Et aussi d’avoir réaffirmé que « le débat public est une chance qu’il faut préserver » : en ces temps-ci où, au nom d’une prétendue “simplification”, la CNDP fait l’objet de tirs groupés de la part de certains parlementaires, la tribune de Raphaël Schellenberger venait bien évidemment apporter de l’eau à ce moulin.
Il est bien affligeant qu’il ait fallu rappeler le Droit constitutionnel à… un député !
Contrairement au député Schellenberger qui n’a que très peu participé (présence limitée, rédaction d’un cahier d’acteur), l’association STOP FESSENHEIM a assuré une présence constructive tout au long du Débat, quitte à se lever lorsque lorsque la position du maître d’ouvrage devenait particulièrement méprisante !
Nous avons :
- participé à toutes les réunion
- visité les sites (Fessenheim et Morvilliers)
- assuré une présentation, sur un temps certes trop contraint
- posé de très nombreuses questions
- interpellé EDF
- rédigé un cahier d’acteur
Entrer dans le Débat public n’était pas une évidence, vu la façon dont d’autres débats avaient été dévoyés par le maître d’ouvrage ou par les pouvoirs publics.

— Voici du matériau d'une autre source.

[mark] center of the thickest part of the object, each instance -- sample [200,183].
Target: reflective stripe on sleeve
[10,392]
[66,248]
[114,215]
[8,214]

Mais nous l’avons fait, parce que nous avons voulu APPORTER NOTRE PART pour DÉNONCER TOUT À FAIT DÉMOCRATIQUEMENT les non-dits, les dessous, les carences, les vices cachés, les risques, le gâchis économique et financier, ainsi que l’absence d’éthique de CE TRÈS CONTESTABLE PROJET DE FONDERIE DE MÉTAUX RADIOACTIFS.
La CNDP est globalement restée dans son rôle et a permis que ce débat ait eu lieu, que tous les avis soient entendus, ceux de nos contradicteurs et les nôtres. Et ceci, malgré le manque de clarté délibéré, la rétention d’information organisée, de la part d’EDF.
La Commission a rendu son RAPPORT (Compte-rendu et Bilan).
Son travail mérite respect !
Nous remercions son Président d’avoir réagi à la charge déplacée et arbitraire de ce député.
Nous retiendrons que pour défendre « son technocentre » ce parlementaire n’a pas hésité à s’en prendre… au débat démocratique ! Rien que ça !!!
Victor Hugo disait également : « J’ai essayé, selon la mesure de mes forces, d’introduire dans ce qu’on appelle la politique la question morale et la question humaine ».
Mais c’était Victor Hugo !
Le 12 mai 2025,
André Hatz, président de Stop Fessenheim.